A key relation that can be established is energy shortage causes a decrease in energy consumption as well as a growth in economic health which leads to reduced energy wastage. In this context, less energy wastage is seen as the only positive outcome as it leads to an increase in energy efficiency. Subsequently, the increase in energy efficiency is an opportunity to improve Malaysia’s ES though it still hampers the growth in economic health and leading to less consumption of energy for different sectors. There is a mixed response of this scenario towards the Malaysia’s ES as a whole as it will be more harmful than beneficial for the country.

7 Conclusion

This paper provided an insight on how energy shortage in Malaysia can impact the three dimensions of Malaysia’s ES. Currently there is no policy in place for Malaysia to specifically address ES, it is difficult to effectively manage and monitor the country’s ES, as demonstrated through different scenarios proposed in this paper. Statutory body like the Energy Commission, regulatory body like SEDA, and the Ministry of Energy and Natural Resources provided mitigation plans to address different ES related crisis, but a nationwide approach is yet to be seen.
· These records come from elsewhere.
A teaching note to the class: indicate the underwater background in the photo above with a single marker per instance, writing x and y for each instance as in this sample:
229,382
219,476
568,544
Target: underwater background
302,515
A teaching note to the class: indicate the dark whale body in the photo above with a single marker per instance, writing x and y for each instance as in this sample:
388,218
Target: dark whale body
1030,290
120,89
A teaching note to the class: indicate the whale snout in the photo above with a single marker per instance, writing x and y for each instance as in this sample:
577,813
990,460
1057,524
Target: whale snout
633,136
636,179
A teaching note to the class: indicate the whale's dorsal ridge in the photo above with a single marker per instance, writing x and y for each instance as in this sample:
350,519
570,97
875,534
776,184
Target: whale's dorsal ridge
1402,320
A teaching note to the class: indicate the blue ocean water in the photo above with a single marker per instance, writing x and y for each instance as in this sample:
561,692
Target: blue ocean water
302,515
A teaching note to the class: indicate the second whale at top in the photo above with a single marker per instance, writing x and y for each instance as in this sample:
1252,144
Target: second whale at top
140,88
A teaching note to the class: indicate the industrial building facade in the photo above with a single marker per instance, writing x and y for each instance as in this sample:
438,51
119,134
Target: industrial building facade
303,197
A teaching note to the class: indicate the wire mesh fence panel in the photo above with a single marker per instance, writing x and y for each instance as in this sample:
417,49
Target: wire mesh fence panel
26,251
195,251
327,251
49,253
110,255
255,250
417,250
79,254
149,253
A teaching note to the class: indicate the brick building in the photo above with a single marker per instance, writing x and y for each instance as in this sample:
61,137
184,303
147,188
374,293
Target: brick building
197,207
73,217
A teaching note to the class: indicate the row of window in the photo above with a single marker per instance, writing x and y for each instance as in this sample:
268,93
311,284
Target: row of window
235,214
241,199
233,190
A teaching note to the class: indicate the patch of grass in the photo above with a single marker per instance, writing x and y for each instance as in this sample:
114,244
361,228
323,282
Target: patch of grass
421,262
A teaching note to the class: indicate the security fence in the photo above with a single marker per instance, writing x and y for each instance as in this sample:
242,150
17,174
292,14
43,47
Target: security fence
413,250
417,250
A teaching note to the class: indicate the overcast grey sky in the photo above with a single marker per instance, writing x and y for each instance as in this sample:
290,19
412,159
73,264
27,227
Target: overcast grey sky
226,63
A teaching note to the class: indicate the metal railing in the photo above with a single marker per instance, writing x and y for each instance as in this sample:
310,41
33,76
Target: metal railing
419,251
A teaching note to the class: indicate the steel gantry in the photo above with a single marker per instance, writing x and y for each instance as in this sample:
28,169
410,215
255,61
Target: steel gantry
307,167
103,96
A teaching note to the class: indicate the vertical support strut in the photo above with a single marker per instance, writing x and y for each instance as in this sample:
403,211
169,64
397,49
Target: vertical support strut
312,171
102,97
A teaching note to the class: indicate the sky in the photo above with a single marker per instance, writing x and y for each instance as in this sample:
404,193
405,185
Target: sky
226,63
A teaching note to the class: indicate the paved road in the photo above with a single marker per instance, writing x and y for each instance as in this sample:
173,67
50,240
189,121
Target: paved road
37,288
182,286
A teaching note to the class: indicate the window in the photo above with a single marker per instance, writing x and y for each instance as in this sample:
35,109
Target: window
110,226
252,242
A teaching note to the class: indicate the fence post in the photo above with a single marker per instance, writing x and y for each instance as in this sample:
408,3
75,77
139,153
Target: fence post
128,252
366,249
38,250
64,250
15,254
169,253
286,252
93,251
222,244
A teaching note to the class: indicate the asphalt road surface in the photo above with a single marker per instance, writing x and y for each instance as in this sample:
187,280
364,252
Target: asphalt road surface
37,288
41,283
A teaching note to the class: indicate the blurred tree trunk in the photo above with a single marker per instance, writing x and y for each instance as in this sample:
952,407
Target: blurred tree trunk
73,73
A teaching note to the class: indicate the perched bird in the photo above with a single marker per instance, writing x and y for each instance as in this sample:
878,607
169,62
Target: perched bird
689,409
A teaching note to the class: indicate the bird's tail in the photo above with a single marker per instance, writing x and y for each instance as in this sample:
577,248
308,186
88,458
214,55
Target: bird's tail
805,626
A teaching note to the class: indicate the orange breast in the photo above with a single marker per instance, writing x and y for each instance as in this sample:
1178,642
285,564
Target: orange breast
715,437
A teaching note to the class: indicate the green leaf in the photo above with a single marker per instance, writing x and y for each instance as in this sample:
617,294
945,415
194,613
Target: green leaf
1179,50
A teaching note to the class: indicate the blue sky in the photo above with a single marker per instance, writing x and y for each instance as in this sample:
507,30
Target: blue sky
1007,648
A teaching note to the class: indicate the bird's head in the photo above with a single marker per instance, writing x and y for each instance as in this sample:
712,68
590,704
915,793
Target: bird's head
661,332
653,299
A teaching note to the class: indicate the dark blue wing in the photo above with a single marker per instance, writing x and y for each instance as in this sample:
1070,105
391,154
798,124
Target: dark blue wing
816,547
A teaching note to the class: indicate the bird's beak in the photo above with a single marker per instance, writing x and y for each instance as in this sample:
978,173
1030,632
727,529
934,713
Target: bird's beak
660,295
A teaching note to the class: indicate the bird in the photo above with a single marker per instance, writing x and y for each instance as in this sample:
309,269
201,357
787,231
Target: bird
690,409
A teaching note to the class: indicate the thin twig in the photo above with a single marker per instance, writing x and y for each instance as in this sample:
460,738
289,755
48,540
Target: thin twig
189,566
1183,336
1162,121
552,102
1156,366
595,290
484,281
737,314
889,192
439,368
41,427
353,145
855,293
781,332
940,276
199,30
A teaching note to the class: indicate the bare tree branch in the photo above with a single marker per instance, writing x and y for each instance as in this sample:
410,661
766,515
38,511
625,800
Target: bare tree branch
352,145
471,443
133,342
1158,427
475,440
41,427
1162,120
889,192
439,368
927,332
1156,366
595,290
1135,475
The simulated scenario in this paper demonstrated an impact that a change in variables (e.g. energy shortage) can have on ES indicators such as energy consumption, energy efficiency, growth in economic health, and energy intensity. The results suggest that there will be an overall damage to the ES in terms of a sustained decrease in energy consumption and slight decreases in energy intensity and growth in economic health. There will be a marginal increase in energy efficiency due to an indirect effect of increasing energy costs, which can be drawn as the only positive outcome from the crisis scenario. The results suggest an urgent need to strategize against ES challenges in the near future and in addressing energy shortage in the context of ES via appropriate policies. This is a dynamic process hence the indicators and values need to be monitored based upon the quantitative data available to the public by energy agencies. Further research in the dimensional indicators and its causal relation will allow the model to be improved and validated further to understand different aspects of Malaysia’s ES and its contribution to future energy policy-making for a better and sustainable development.